LAS VEGAS — With puzzlement and a touch of humor, Democratic presidential candidate Barack Obama weighed in Friday on a question posed by some in the African-American community about whether he's "black enough" to represent them in the White House.
Speaking to a packed ballroom at the National Association of Black Journalists convention here, Obama said he found the question curious because it appeared to go deeper than his brown skin or his record as a U.S. senator from Illinois or a member of that state's legislature.
"It's not my track record. It's not that I can't give a pretty good speech; from what I've heard I can preach once in a while," he told the audience. "What it really does lay bare, I think, in part: We're still locked into the notion that somehow if you appeal to white folks then there must be something wrong."
Some blacks have questioned his ethnicity because he was raised by a white American mother and an African father, who left the household when Obama was young.
Obama added that his educational background — he attended Harvard Law School — might contribute to some people doubting his racial pedigree.
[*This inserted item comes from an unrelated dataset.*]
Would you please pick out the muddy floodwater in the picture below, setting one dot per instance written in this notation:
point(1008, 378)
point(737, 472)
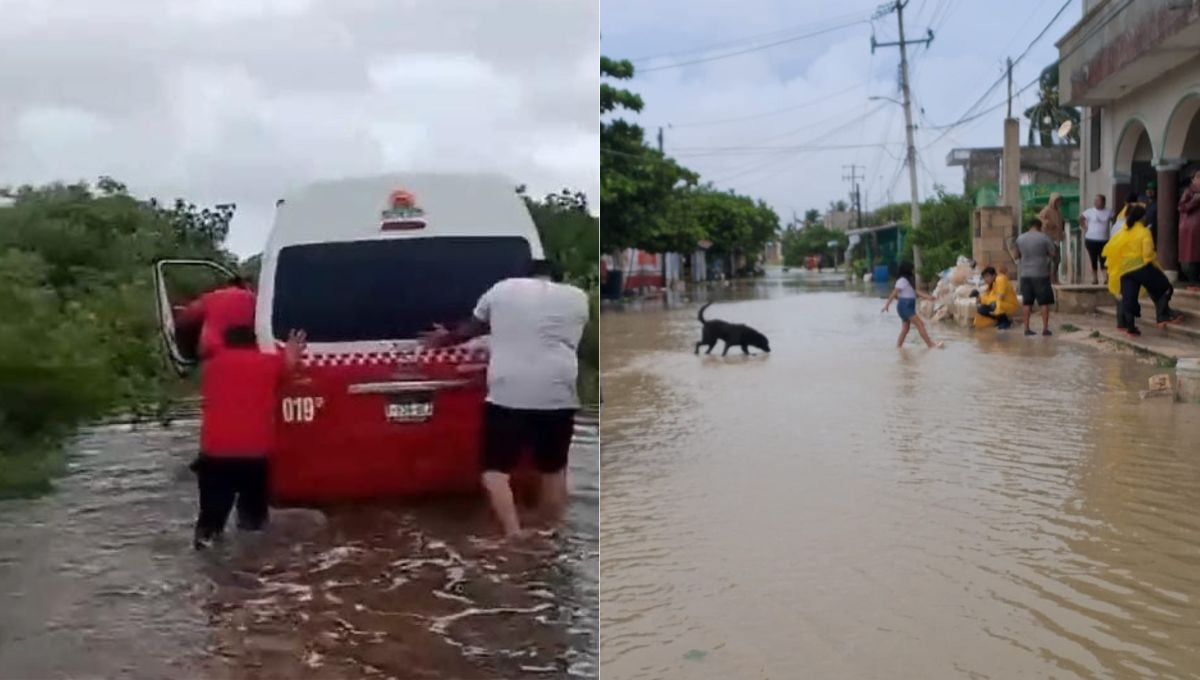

"There's some of that 'Is he keeping it real because he went to Harvard,' which a lot of you in the audience had to deal with . . . you'd think that we'd be over that by now," he said.
The Illinois senator, who trails Sen. Hillary Clinton, D-N.Y., in most national presidential polls, is regarded as the first African-American candidate with a legitimate shot at the Democratic presidential nomination.
Early conventional wisdom was that African-American voters — a key Democratic voting bloc — would enthusiastically flock to Obama's campaign, making the path to the nomination more difficult for Clinton, former Sen. John Edwards, D-N.C., and the rest of the large Democratic presidential field.
That hasn't come to pass. Clinton, armed with former President Bill Clinton's connections, has aggressively pursued the African-American vote and endorsements from key African-American leaders in the political, business and entertainment arenas.
The "blackness" issue dogged Obama early in the race. Some African-American leaders such as the Revs. Jesse Jackson and Al Sharpton — both former presidential candidates — initially told African-American voters that they should cast their ballots based on their political interests, not skin color.
Clinton held a commanding lead over Obama among African-Americans early in the race. An ABC News/Washington poll in January showed Clinton ahead of Obama among African-Americans 60 percent to 20 percent.
But Obama has closed the gap. A Gallup poll released in June showed Clinton leading Obama among African-Americans 43 percent to 42 percent, a virtual dead heat.
Obama arrived in Las Vegas prepared to confront the "blackness" question, which was the subject of one of the convention's panels.
He used elements from the old joke about time and so-called "colored people time" as the reason that he was late for Friday's convention events.
"You guys keep asking if I'm black enough," he said with a straight face. "I thought I'd just stroll in."